Day 3 - Christmas Day!

The four of us, Julia, Jane, Laurel and me had a wonderful breakfast together and opened gifts. Late morning found us on a long walk. We started out down the ‘dirt’ road out the main gate. After a few hundred yards its forest on both sides of the road. Jane spies a chipmunk looking rodent crossing the main road. The flora is beautiful along the main road.

We turn off the road on what looks like an old logging road. A sign marks the road, “Yana River” points us down the lane. Along this way we see and hear the forest insects, birds and other animals – and evidence of locals. There are piles of cut wood, small trees along the side of the road. It’s being gathered for pick-up later. I feel anguish about the forest being cut but at the same time I know the locals need fire wood for cooking. It’s hard to be very upset over that. Still there are many good reasons for the forest not to be cut down.

After walking for more than an hour we reach a tributary of the river and my two companions decide to explore a smaller side trail. I opt to stay by the stream and rest a bit. Sitting quiet I am privileged to watch a multitude of various butterflies; small white or little lemon yellow ones, black and orange ones, large turquoise and black ones, huge yellow and black ones. My friends return and we hike back by another route through the forest. This two hour hike tells me I’m not very fit.
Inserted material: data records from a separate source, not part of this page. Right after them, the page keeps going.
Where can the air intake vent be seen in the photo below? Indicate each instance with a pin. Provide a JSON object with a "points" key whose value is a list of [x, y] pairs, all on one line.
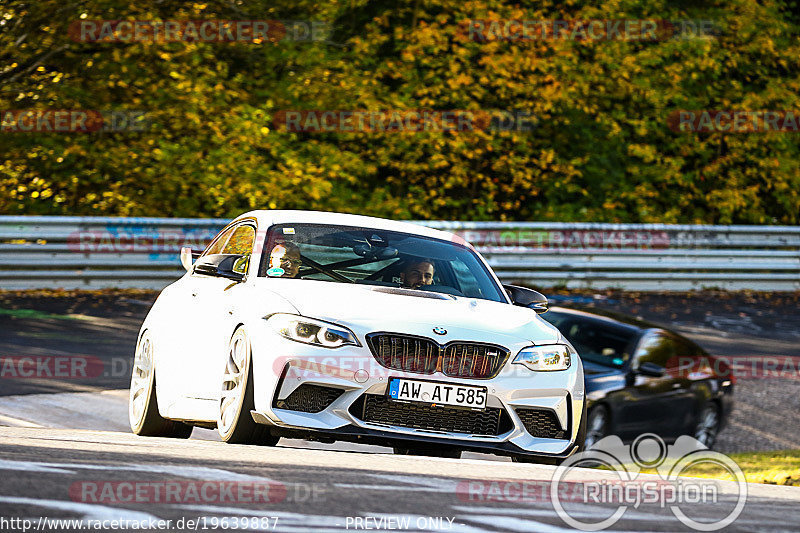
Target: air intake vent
{"points": [[309, 399]]}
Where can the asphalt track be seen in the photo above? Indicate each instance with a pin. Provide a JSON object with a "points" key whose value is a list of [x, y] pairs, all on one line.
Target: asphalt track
{"points": [[66, 442], [63, 473]]}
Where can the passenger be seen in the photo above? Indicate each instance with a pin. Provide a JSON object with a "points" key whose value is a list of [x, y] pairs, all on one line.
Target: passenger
{"points": [[284, 261], [417, 272]]}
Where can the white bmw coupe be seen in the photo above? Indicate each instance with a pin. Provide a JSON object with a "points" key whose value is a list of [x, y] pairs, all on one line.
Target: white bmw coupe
{"points": [[327, 326]]}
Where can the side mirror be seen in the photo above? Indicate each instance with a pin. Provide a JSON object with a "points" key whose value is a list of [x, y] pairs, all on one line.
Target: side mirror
{"points": [[524, 297], [651, 369], [220, 265], [187, 258]]}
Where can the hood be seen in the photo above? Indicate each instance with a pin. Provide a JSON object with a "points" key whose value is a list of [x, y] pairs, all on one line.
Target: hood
{"points": [[407, 311], [596, 370]]}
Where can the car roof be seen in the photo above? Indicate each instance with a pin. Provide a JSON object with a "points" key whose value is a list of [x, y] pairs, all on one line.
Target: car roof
{"points": [[619, 320], [611, 317], [288, 216]]}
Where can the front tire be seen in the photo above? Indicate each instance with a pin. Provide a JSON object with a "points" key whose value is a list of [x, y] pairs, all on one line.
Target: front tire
{"points": [[597, 425], [143, 412], [707, 426], [234, 421]]}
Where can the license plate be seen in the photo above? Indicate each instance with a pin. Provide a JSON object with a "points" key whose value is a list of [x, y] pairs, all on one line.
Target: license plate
{"points": [[431, 392]]}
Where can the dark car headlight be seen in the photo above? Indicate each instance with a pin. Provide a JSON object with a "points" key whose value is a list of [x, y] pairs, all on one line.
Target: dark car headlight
{"points": [[311, 331], [545, 358]]}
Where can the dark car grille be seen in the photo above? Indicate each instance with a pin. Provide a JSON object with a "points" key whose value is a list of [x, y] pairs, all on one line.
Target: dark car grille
{"points": [[381, 410], [309, 398], [541, 423], [424, 356]]}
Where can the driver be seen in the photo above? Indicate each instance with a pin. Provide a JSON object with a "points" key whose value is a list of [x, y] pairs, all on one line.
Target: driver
{"points": [[418, 272], [284, 260]]}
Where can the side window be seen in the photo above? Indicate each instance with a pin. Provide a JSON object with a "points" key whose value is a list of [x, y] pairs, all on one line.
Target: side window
{"points": [[656, 349], [241, 243], [218, 243]]}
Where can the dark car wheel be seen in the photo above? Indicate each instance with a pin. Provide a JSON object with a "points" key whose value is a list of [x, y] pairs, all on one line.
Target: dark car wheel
{"points": [[597, 425], [707, 425]]}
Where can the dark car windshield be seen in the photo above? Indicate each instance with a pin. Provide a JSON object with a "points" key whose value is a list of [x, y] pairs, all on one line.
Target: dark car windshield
{"points": [[348, 254], [597, 341]]}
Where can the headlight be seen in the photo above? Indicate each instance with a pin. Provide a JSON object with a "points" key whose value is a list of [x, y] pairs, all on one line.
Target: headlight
{"points": [[545, 358], [310, 331]]}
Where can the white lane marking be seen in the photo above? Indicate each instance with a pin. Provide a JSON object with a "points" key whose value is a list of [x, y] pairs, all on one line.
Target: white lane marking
{"points": [[192, 472], [518, 524], [404, 488], [410, 522], [294, 519], [88, 511], [17, 422], [575, 510], [25, 466], [444, 485]]}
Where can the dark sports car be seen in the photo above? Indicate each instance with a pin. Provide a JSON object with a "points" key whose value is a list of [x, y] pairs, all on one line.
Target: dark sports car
{"points": [[641, 378]]}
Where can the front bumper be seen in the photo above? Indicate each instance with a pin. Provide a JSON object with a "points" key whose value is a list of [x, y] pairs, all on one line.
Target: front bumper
{"points": [[558, 396]]}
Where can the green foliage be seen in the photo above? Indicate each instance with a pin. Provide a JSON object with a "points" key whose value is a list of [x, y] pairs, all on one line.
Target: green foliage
{"points": [[601, 149]]}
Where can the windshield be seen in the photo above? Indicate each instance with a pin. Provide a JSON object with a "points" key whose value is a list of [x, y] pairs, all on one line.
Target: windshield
{"points": [[348, 254], [595, 340]]}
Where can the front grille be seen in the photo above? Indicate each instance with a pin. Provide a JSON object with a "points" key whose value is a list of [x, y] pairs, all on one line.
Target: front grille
{"points": [[409, 354], [541, 423], [424, 356], [309, 398], [464, 360], [381, 410]]}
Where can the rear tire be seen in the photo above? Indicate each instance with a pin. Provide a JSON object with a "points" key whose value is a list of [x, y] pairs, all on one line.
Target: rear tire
{"points": [[234, 421], [143, 415]]}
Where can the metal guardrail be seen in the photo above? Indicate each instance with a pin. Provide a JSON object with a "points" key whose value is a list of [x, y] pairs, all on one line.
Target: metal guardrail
{"points": [[100, 252]]}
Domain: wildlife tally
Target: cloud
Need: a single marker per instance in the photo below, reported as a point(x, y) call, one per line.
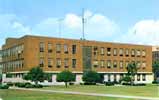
point(143, 32)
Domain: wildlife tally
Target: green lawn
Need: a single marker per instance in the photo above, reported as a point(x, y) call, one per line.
point(30, 95)
point(149, 90)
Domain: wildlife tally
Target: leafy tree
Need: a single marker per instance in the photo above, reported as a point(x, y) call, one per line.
point(65, 76)
point(91, 77)
point(132, 71)
point(155, 69)
point(36, 75)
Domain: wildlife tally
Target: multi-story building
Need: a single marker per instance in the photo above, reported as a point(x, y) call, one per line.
point(57, 54)
point(155, 53)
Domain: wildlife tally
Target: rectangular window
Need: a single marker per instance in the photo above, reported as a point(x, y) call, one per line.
point(49, 47)
point(143, 77)
point(126, 63)
point(138, 77)
point(121, 52)
point(102, 63)
point(58, 48)
point(73, 49)
point(41, 64)
point(95, 63)
point(66, 48)
point(121, 64)
point(66, 62)
point(115, 52)
point(102, 51)
point(58, 62)
point(109, 64)
point(41, 47)
point(143, 53)
point(108, 51)
point(50, 62)
point(127, 52)
point(115, 64)
point(138, 53)
point(95, 49)
point(73, 63)
point(143, 64)
point(132, 53)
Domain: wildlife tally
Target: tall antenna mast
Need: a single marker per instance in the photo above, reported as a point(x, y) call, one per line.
point(83, 24)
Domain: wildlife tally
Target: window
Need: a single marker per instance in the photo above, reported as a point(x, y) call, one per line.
point(95, 63)
point(58, 62)
point(58, 48)
point(132, 53)
point(115, 52)
point(126, 64)
point(108, 51)
point(102, 63)
point(102, 51)
point(109, 64)
point(41, 46)
point(95, 49)
point(49, 47)
point(143, 53)
point(143, 77)
point(121, 52)
point(143, 64)
point(138, 53)
point(121, 64)
point(138, 64)
point(66, 62)
point(115, 64)
point(138, 77)
point(73, 49)
point(41, 62)
point(73, 63)
point(66, 48)
point(50, 62)
point(127, 52)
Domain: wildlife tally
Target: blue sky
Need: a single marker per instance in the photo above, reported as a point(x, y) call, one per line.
point(107, 20)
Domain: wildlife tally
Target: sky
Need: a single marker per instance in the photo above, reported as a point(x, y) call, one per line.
point(125, 21)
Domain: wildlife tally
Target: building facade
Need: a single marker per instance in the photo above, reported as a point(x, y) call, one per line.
point(54, 55)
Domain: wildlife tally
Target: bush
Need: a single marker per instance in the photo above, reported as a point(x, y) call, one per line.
point(38, 86)
point(89, 83)
point(109, 83)
point(4, 86)
point(71, 83)
point(154, 82)
point(10, 84)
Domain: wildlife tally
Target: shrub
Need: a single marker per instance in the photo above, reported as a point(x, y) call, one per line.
point(10, 84)
point(109, 83)
point(4, 86)
point(89, 83)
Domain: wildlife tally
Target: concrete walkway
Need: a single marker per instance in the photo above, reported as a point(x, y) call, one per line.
point(89, 94)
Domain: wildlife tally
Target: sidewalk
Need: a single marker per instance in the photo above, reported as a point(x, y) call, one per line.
point(89, 94)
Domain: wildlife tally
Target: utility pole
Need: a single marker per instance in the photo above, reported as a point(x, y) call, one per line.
point(83, 25)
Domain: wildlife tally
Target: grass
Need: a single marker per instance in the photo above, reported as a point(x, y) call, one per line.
point(31, 95)
point(148, 91)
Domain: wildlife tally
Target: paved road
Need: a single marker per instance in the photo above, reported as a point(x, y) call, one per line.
point(89, 94)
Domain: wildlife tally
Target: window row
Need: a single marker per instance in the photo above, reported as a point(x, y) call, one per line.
point(13, 51)
point(119, 52)
point(58, 62)
point(115, 64)
point(58, 48)
point(12, 66)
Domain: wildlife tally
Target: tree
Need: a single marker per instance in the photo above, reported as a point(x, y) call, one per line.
point(132, 71)
point(36, 75)
point(91, 77)
point(155, 69)
point(65, 76)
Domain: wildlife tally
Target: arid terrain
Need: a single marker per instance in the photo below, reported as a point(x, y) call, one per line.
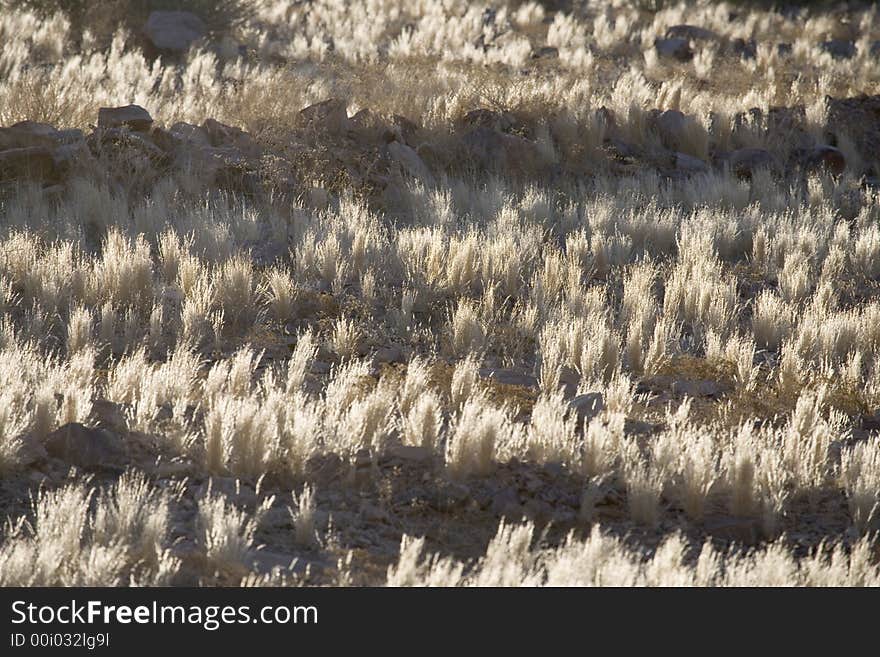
point(437, 292)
Every afternoon it seems to rain. Maybe that’s why they call it a rain forest. It’s the perfect opportunity to play a board game. Julia says the word and a staff member comes to build us a fire in one of the sitting rooms. We play a game of Clue while having our afternoon tea. Before we break, Laurel reads us some of the things she’s written over the years about Christmas. Laurel has worked with refugees in a lot of places around the world. Most of her prose is centered on the fact that Jesus and his family were also refugees.
It’s good to remember the challenges along with the bliss of having our Savior arrive. Our “God with us” understands the tough things humanity goes there.